Greyhawk: The Final Frontier

Using the Greyhawk 1e module S3 Expedition to the Barrier Peaks would be a good start in the futuristic direction. The saucer could even be a detached command module from a destroyed/separated/alternate universe Enterprise, if you're so inclined ;)

If you have access to the Dragon Archive CDs, also check out The Dragon #17, which has an article by EGG called "Faceless Men and Clockwork Monsters"---it details the misadventures of a bunch of adventurers beneath Castle Greyhawk who were thrown onto the Starship Warden (from the TSR game Metamorphosis Alpha, the 1976 precursor to Gamma World) via a cursed scroll. A few issues later there's a conversion article (there's also info in the 1e DMG for doing Gamma World :: AD&D conversions).
 

log in or register to remove this ad

dead said:
I think it would be a great idea to hypothesise a fantasy world in the far future, like Greyhawk for example.

Nobody seems to do this when they make a future/fantasy setting, however. What they always seem to do is create Human worlds, Orc worlds, Elf worlds, and then all these races meet in space.

Is Dragonstar like this?

I *think* Warhammer 40K is like this. It would have been nice if Warhammer 40K was actually the Warhammer Fantasy world advanced into the future. I don't know, maybe it is! If someone could clear this up for me, it'd be much appreciated.
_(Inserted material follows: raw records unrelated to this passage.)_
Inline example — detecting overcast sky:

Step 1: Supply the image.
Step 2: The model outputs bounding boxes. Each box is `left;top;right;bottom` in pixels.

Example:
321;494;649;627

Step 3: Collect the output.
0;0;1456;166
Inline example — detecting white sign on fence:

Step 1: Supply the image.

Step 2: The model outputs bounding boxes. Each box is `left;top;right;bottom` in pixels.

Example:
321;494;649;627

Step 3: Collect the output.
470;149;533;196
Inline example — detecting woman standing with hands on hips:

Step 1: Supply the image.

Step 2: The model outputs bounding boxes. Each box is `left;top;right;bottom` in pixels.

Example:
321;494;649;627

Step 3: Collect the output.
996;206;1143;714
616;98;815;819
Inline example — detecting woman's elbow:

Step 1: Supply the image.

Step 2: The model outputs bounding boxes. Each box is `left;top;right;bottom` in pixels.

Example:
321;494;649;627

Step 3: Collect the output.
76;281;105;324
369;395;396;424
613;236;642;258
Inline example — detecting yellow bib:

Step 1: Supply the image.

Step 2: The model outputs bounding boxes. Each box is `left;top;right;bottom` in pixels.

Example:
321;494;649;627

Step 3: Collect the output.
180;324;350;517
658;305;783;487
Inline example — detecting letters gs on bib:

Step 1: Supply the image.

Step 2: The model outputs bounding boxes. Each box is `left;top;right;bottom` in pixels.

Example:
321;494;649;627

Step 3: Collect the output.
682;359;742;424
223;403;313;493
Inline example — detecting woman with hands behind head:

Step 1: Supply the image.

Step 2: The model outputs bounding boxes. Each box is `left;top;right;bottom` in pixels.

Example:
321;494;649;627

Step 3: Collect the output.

P.S. I'm not talking about worlds like Shadowrun or d20 Modern. They use Earth as their frame of reference so things are monumentally easier. Not to mention the fact that in Shadowrun, magic "appeared" in the present day so we cannot assertain how magic would have affected the world because for a most of it's history the Shadowrun Earth was without magic like our own. I'm not sure about d20 Modern's world. Did magic "appear" or was it hanging around since the middle ages of that world?

Dragonstar assumes that many races coexist on different worlds, even before spacefaring was developed. This is one of the reasons why the dragons could become such a power - they were found on many worlds...

In D20 Modern, it finally depends on the setting you chose. Urban Arcana and Shadowchasers seem to imply that the magic is always there, but hidden from most, so it has only little influence on the world.

I am not sure if a strong distinctin between magic and technology would really apply in a Greyhawk like world. If you assume that magic never evolves, and the people will always have only the ability to craft expensive magic items and cast 10 (0 to 9) levels of spells in the given patterns, than this is certainly true. But if you allow advancement in magic like they were made in "technology" (we begin with individuals building an item, than create manufacturies and than factories), than you would probably create some kind of magic technology, capable of doing all the things that technology today also can, for the same prices.
(In Dragonstar, they use a mixture of tech and magic - technology to create lasers, blasters and so on, magic to allow faster-than-light travel - starcasters)

There should at least be a good reason why technology and magic doesn`t mix well and there is a strong distinction between the two.